The unusual calm which reigns in Sour seems rather surrealistic after having spent a bit of time in the chaos of Beirut, but appeased I get out of the bus and enjoy a gentle breeze on the seafront. Walking towards my flat I notice dark banners hanging from balconies, trees have been wrapped in black cloths. Most of the folks I cross are also dressed in black and the cars too have been decorated with flags which have the same motives as the banderoles on the balconies. We have just entered the first month of the Islamic calendar, during the first 10 days the Shias who mostly populate the south of the country will celebrate the Mourning of Muharram. Also referred to as the remembrance of Muharram these days mark the anniversary of the Karbala battle in which Imam Hussein ibn Ali, the grandson of the Islamic prophet Muhammad was defeated by Umayyad caliph Yazid I. Shias consider Imam Hussein to be the rightful successor to Muhammad. On the tenth day, known as Ashura they will celebrate the killing of Hussein, his family and his partisans. During this period, Shias will celebrate in congregation halls called Hussainas.
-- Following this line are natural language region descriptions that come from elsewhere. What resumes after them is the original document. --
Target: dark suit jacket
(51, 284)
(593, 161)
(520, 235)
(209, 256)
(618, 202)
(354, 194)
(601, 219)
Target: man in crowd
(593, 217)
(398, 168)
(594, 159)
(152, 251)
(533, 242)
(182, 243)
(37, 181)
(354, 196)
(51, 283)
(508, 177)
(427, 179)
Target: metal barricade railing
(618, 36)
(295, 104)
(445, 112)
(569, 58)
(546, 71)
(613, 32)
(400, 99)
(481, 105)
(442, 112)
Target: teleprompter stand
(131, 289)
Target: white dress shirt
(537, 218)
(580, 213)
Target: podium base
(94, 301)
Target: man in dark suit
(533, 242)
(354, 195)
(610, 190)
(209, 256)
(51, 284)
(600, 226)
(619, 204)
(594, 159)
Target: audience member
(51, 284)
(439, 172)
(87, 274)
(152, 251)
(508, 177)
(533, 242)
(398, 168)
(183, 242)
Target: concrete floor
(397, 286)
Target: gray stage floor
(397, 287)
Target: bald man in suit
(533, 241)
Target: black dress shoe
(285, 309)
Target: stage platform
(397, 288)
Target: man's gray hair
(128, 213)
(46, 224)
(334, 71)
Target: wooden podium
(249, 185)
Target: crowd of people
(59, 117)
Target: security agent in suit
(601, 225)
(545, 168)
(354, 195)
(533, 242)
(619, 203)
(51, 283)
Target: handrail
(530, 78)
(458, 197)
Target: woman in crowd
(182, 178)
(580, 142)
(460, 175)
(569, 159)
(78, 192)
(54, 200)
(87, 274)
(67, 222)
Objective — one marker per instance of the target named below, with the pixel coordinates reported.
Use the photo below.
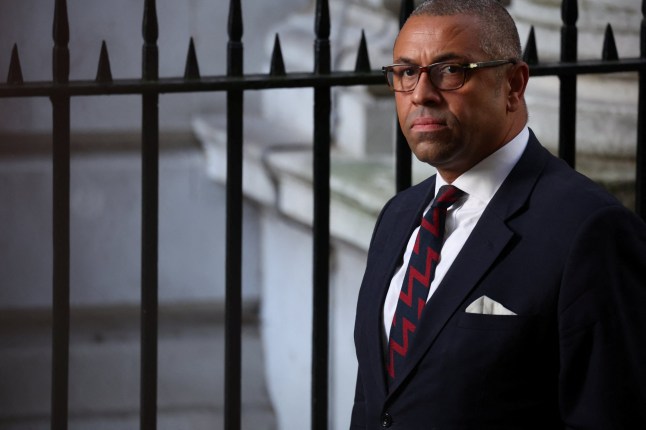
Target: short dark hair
(499, 35)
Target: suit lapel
(488, 239)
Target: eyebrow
(449, 56)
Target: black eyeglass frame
(464, 66)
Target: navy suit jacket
(564, 255)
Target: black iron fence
(60, 90)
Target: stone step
(104, 371)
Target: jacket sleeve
(358, 420)
(602, 324)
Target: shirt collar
(483, 180)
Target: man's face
(451, 130)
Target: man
(535, 315)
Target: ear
(518, 77)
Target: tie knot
(447, 195)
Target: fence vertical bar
(321, 220)
(640, 182)
(233, 301)
(149, 221)
(60, 222)
(403, 154)
(567, 96)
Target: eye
(406, 71)
(449, 69)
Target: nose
(425, 92)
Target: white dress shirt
(480, 184)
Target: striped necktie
(418, 278)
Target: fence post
(149, 221)
(567, 97)
(60, 222)
(321, 221)
(233, 305)
(640, 181)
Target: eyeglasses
(444, 76)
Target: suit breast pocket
(495, 322)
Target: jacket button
(386, 420)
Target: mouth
(427, 124)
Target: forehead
(429, 39)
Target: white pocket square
(486, 306)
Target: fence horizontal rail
(264, 81)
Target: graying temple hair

Following the sounds of singing prayers, the next day, I search for the ceremony’s hoping to convince the mourners to let me photograph their celebrations. After a 5 minute walk by the seafront, a man dressed in black with a radio and a logo of political group Amal printed on his jacket, block’s my way and the next thing I know is that I’m asked to justify my presence in the area and that my bag is being thoroughly searched. The reason of my search is that the elongated shaped bag of my tripod has the unfortunate tendency to be confused with the one of a rifle. Usually that resemblance was a good way to laugh with strangers or at least to arouse curiosity leading often to a portrait. However, community tensions and the overspill of the syrian crisis this year have put the celebrations under active surveillance by their organizers. Hezbollah Secretary General Hassan Nasrallah during a speech given on the first day has asked his supporters to cooperate with the army in order to help prevent incidents. Satisfied by the explanations given to him and amused by the respects paid in my basic arabic, the guard let’s me pass through and I enter the secured area where cars are being evacuated and final preparations are being made. The person in charge seems quite pleased to let me photograph the celebrations and for the following days he will make a point into giving me warm welcome.
Songs start blasting out of the speakers at 3pm, slowly people arrive and gather in front of the Husseina. My camera is set, I have my finger on the cable ready to release the shutter, in a few minutes women are going to arrive from the opposite neighborhood, they will cross the roman ruins and arrive gradually to the Husseina. The music, their black robes and the slowness of their pace gives the scene a solemn atmosphere. In the middle of the room a man is reading prayers while men and women separated, commemorate their prophet.
I pack my equipment and leave the mourners to their grief. For the whole ten days these ceremonies will occur throughout the town leading to the last day : Ashura.
Unfortunately I was arrested and told that for exceptional security reasons it be impossible for me to continue taking pictures without formal authorization.